“A gentleman and a man would have kept that to himself; but you are neither one nor the other; or you would have taken my offer, and then run away from me the next day, you fool. A man betrays a woman; he doesn't insult her. Ah, you admire Frank's affection; well, you shall imitate it. You couldn't love me like a man; you shall love me like a dog.”
“How will you manage that, pray?” he inquired with a sneer.
“I'll drive you mad.”
She hissed this fiendish threat out between her white teeth.
“Ay, sir,” she said, “hitherto your reason has only encountered men. You shall see now what an insulted woman can do.

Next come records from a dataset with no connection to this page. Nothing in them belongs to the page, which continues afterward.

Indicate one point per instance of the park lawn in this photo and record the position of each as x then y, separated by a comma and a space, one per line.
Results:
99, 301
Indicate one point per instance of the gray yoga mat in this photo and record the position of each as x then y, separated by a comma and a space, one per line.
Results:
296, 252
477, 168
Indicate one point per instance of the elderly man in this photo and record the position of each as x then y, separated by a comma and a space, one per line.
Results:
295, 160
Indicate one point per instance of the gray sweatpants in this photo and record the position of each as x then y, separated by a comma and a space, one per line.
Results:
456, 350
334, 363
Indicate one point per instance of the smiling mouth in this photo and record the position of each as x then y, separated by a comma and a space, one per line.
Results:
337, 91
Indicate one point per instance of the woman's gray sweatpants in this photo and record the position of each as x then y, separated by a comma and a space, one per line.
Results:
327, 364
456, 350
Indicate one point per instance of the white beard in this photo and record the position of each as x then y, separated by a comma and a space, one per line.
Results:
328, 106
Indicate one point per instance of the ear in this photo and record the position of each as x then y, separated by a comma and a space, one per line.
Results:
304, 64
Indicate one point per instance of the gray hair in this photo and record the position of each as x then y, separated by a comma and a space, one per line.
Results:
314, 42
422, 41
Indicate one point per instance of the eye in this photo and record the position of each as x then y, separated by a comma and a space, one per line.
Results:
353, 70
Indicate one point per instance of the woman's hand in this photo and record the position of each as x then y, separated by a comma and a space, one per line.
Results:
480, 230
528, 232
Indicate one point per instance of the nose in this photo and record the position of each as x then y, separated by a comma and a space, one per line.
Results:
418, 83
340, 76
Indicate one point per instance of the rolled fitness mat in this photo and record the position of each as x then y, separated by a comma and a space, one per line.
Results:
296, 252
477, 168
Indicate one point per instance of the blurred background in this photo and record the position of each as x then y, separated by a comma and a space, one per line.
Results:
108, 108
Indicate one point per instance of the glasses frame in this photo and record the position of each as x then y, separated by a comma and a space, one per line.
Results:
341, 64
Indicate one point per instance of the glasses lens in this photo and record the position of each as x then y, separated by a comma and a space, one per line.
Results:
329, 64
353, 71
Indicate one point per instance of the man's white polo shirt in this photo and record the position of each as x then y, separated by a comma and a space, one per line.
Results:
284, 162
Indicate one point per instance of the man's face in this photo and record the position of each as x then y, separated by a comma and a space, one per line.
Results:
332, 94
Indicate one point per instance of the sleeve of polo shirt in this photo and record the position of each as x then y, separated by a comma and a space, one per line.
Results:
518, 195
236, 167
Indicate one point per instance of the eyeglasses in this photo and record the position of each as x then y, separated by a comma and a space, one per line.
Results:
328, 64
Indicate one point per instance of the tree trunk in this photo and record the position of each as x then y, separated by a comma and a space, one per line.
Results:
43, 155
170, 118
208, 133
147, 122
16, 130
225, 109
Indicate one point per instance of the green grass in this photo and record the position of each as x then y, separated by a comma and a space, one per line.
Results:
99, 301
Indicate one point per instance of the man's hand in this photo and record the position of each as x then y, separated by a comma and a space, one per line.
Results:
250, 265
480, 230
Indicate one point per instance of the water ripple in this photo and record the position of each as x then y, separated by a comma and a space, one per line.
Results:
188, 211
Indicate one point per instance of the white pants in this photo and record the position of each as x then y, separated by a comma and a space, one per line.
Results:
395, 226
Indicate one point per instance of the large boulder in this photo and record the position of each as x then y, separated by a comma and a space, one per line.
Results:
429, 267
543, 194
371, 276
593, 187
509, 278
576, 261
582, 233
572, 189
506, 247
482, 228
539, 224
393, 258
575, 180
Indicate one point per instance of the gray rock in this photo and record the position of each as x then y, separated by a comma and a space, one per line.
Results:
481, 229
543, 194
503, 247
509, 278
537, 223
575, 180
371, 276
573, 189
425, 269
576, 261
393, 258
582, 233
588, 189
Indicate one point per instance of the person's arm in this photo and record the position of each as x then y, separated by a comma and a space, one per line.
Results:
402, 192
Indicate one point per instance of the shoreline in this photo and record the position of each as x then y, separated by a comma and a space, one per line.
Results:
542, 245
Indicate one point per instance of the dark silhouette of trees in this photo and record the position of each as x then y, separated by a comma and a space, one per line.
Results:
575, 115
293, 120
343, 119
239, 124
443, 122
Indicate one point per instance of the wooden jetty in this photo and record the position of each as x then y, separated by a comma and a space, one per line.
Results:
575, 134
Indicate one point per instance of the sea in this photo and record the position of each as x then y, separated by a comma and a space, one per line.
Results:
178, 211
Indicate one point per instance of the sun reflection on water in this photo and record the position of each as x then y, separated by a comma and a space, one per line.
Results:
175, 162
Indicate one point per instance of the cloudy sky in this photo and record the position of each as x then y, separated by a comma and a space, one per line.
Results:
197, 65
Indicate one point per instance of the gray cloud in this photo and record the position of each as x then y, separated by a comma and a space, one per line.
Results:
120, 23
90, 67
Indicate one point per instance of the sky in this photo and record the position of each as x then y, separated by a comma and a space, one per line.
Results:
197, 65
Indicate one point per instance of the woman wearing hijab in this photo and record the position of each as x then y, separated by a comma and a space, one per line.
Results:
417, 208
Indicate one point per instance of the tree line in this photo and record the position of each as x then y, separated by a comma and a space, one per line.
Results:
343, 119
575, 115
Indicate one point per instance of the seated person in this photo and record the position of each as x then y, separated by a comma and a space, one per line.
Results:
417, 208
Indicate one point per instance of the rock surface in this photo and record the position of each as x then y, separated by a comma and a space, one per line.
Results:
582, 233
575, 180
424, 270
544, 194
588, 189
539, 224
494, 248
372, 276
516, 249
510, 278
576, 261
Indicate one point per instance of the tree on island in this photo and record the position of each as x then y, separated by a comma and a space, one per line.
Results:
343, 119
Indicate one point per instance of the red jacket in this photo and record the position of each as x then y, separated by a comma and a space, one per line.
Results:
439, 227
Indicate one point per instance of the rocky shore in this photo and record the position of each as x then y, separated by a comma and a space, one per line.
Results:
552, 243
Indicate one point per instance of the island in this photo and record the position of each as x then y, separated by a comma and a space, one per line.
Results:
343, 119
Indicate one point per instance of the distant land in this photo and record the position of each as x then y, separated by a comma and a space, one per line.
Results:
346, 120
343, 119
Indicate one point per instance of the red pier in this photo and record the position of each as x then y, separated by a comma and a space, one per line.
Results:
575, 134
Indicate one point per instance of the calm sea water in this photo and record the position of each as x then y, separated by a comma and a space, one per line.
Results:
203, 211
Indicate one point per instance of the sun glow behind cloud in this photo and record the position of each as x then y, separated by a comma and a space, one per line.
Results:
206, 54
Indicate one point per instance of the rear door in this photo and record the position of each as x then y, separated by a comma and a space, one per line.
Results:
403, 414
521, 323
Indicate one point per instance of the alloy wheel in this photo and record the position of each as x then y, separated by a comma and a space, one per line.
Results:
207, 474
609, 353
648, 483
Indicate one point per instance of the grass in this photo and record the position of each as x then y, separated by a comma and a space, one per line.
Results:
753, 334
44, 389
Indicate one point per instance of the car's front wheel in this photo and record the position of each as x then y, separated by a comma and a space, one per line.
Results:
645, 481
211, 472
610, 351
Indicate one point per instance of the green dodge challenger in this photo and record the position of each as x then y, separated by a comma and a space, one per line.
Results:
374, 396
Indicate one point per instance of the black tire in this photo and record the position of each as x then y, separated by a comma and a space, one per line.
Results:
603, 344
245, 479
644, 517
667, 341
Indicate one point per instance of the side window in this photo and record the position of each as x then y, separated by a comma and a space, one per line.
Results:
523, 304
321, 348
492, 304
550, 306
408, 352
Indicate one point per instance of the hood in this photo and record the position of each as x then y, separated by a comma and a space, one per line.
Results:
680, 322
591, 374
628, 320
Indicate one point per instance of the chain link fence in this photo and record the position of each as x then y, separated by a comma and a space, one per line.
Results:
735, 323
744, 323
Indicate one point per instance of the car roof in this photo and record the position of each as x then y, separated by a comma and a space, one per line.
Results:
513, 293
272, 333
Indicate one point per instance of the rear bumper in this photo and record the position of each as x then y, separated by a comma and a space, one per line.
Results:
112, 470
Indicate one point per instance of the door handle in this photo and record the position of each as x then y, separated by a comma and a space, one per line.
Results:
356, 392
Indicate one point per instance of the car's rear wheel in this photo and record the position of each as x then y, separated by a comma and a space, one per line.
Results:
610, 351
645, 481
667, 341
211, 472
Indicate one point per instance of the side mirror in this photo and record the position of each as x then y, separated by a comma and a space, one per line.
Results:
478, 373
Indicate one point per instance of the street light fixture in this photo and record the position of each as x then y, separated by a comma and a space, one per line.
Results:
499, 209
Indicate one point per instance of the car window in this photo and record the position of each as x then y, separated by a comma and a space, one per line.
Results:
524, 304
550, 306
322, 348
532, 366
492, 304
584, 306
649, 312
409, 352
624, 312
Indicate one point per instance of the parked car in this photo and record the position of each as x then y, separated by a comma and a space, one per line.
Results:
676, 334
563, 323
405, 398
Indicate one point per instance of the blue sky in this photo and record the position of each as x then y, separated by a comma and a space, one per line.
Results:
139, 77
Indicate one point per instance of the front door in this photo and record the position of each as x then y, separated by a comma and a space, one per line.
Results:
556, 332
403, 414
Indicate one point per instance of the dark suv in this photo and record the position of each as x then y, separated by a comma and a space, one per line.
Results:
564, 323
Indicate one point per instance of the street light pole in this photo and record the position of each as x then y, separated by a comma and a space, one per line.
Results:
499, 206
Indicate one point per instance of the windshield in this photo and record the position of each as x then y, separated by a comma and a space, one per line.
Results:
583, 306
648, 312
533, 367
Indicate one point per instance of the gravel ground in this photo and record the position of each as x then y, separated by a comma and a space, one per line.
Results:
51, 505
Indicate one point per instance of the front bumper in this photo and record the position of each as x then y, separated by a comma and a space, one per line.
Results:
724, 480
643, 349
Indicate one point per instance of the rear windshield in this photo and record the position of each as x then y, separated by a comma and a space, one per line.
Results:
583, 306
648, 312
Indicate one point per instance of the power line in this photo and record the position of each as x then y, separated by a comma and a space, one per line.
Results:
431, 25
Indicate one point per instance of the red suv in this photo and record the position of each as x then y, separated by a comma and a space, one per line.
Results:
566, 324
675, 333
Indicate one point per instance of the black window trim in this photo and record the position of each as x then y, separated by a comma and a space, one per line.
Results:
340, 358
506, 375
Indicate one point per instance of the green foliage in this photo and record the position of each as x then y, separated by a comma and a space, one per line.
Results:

A lunatic you shall be ere long, and then I'll make you love me, dote on me, follow me about for a smile: and then I'll leave off hating you, and love you once more, but not the way I did five minutes ago.”
At this furious threat Alfred ground his teeth, and said, “Then I give you my honour that the moment I see my reason the least shaken, I'll kill you: and so save myself from the degradation of being your lover on any terms.”
“Threaten your own sex with that,” said the Archbold contemptuously; “you may kill me whenever you like; and the sooner the better. Only, if you don't do it very quickly, you shall be my property, my brain-sick, love-sick slave.”
CHAPTER XLI
AFTER a defiance so bitter and deadly, Alfred naturally drew away from his inamorata. But she, boiling with love and hate, said bitterly, “We need not take Mr. Rooke into our secrets. Come, sir, your arm!”